In China, though, things are different. The cause of the bubble was the government. Officials relaxed trading restrictions and started talking up stock investment. Everyone saw them do it, and indeed, the surge of individual traders happened because the Xi administration was willing to mortgage its well-deserved reputation for competence to assure those very investors that the market was a safe bet. And if the government cannot protect the investments of individual investors in the face of a market rout, then the market as a symbol of governmental strength and ability turns negative, along with the index itself.

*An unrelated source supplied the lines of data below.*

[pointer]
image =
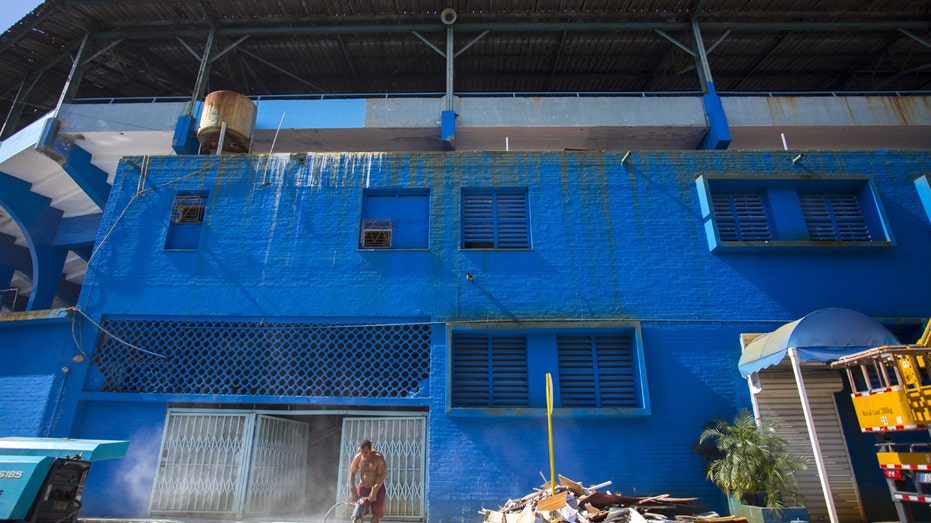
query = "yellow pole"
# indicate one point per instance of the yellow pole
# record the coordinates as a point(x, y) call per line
point(549, 421)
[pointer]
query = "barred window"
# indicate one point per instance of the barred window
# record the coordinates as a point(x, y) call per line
point(395, 219)
point(186, 222)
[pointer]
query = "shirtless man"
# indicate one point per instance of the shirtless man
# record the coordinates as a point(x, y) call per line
point(372, 469)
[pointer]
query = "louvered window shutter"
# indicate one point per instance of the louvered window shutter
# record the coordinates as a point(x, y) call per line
point(596, 371)
point(740, 216)
point(834, 217)
point(489, 371)
point(495, 220)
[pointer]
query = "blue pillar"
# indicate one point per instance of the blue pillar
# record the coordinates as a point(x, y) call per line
point(75, 161)
point(184, 140)
point(718, 136)
point(448, 130)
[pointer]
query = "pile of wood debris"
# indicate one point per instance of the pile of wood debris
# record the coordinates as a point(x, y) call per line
point(570, 502)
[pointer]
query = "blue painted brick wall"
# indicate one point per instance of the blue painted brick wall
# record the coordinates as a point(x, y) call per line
point(35, 363)
point(611, 241)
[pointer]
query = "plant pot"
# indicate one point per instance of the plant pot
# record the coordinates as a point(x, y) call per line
point(756, 514)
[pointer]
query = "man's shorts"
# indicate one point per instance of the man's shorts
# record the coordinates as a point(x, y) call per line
point(376, 508)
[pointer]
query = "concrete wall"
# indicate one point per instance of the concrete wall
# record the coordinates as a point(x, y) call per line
point(611, 240)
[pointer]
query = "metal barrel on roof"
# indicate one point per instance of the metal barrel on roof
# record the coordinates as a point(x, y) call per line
point(226, 123)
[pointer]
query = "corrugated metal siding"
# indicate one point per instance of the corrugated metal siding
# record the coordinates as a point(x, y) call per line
point(780, 404)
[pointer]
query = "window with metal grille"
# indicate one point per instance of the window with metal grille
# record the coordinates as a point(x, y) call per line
point(597, 370)
point(186, 222)
point(329, 362)
point(489, 371)
point(395, 219)
point(495, 219)
point(741, 216)
point(834, 217)
point(791, 213)
point(189, 208)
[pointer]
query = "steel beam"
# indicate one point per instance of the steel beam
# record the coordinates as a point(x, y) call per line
point(74, 76)
point(163, 30)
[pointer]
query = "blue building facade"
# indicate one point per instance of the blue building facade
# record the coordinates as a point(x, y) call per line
point(439, 291)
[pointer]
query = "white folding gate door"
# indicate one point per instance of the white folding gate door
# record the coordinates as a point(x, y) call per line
point(402, 441)
point(230, 463)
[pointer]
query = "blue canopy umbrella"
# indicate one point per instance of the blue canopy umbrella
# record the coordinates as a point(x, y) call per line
point(823, 335)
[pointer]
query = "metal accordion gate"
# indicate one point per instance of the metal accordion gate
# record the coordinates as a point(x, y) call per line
point(230, 463)
point(402, 441)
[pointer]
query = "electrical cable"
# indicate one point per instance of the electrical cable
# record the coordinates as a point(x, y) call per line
point(115, 337)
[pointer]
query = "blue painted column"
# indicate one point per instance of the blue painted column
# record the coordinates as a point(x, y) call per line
point(718, 136)
point(448, 130)
point(184, 141)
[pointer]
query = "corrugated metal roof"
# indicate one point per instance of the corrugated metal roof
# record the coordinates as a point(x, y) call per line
point(153, 48)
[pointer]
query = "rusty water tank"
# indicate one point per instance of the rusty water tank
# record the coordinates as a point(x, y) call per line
point(237, 112)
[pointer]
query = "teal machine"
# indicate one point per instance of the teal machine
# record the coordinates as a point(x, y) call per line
point(42, 479)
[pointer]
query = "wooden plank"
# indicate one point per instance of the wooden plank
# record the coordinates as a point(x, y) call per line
point(554, 502)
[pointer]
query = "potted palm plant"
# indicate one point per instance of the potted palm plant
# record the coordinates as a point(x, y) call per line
point(750, 463)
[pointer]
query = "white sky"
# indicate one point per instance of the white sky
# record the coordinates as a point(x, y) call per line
point(14, 10)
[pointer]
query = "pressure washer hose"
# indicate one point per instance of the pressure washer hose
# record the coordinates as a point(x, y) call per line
point(334, 506)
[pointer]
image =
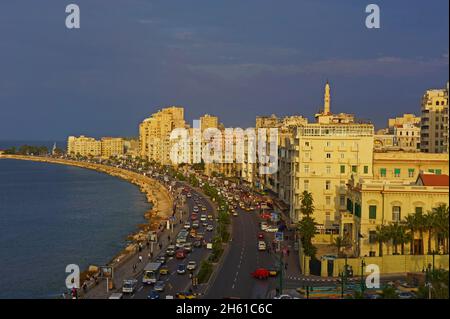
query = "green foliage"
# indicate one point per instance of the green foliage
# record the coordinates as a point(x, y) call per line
point(205, 271)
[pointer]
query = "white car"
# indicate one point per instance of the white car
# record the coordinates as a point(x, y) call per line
point(191, 265)
point(271, 229)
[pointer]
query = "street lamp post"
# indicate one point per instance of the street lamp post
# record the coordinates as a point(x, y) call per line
point(363, 264)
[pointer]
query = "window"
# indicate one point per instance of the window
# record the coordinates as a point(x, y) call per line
point(342, 200)
point(306, 185)
point(372, 212)
point(396, 216)
point(372, 237)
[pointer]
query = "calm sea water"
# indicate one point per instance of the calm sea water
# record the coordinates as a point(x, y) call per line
point(54, 215)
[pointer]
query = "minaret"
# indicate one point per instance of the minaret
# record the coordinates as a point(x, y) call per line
point(327, 99)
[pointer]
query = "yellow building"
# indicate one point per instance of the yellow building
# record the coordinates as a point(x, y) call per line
point(371, 203)
point(154, 134)
point(84, 146)
point(434, 123)
point(405, 119)
point(406, 166)
point(112, 146)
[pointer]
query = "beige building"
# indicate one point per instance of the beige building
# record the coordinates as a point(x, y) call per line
point(112, 146)
point(83, 146)
point(371, 203)
point(406, 166)
point(405, 119)
point(434, 121)
point(154, 134)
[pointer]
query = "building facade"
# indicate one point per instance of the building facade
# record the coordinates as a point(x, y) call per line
point(434, 121)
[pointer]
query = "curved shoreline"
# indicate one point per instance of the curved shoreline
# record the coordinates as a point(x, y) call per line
point(157, 195)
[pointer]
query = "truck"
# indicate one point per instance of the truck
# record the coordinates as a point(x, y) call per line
point(151, 273)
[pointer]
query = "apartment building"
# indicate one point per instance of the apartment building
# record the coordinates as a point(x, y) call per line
point(434, 121)
point(154, 134)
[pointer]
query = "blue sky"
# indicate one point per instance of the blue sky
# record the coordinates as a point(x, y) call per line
point(231, 58)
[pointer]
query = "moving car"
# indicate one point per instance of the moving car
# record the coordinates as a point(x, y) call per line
point(180, 254)
point(191, 265)
point(262, 246)
point(164, 270)
point(181, 269)
point(153, 295)
point(129, 286)
point(185, 295)
point(116, 295)
point(260, 273)
point(159, 285)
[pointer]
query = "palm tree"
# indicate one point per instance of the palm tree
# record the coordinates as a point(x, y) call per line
point(381, 236)
point(410, 223)
point(307, 204)
point(441, 214)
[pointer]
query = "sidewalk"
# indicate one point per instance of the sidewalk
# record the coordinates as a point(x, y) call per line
point(124, 270)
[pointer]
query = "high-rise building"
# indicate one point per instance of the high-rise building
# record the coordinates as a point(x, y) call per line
point(434, 121)
point(154, 134)
point(83, 146)
point(112, 146)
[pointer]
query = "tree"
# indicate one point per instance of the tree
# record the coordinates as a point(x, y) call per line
point(381, 236)
point(339, 242)
point(411, 224)
point(307, 204)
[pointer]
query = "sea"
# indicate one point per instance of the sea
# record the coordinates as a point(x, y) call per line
point(54, 215)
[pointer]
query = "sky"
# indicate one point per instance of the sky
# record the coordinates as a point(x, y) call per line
point(232, 58)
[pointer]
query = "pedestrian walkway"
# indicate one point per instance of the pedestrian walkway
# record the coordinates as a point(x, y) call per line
point(131, 267)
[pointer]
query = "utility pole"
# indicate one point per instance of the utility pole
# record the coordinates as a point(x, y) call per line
point(363, 264)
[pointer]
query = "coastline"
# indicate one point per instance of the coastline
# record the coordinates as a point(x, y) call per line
point(157, 196)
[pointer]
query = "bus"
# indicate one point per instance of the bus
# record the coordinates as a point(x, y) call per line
point(151, 273)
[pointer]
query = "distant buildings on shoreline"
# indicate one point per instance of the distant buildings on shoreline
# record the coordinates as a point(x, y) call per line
point(359, 179)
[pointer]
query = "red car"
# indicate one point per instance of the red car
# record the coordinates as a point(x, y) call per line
point(180, 254)
point(261, 273)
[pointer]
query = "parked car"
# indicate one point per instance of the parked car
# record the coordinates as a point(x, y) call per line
point(129, 286)
point(181, 269)
point(180, 254)
point(159, 285)
point(192, 265)
point(153, 295)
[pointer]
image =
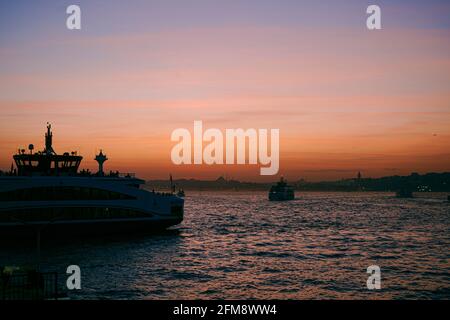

In the same way Hurricane Katrina allowed Americans to consider that we might be losing the war in Iraq, by making it more acceptable to question the competence of the people in charge, the behavior of the Shanghai Composite Index casts more than Beijing's economic policies in doubt. The government couldn't prevent the market from collapsing, even after assurances during its rise, and after visible, persistent and enormous efforts to stem its fall, raising questions about the government's managerial nous. The explosion in early August of several thousand tons of volatile chemicals illegally stored in Tianjin (southeast Beijing in all but name), and this weekend’s chemical explosion in Zibo City, takes place against a background of worry about the government's handle on regulatory issues generally. In post-socialist China, a reputation for effective management is a pillar of legitimacy, one that has now been shaken.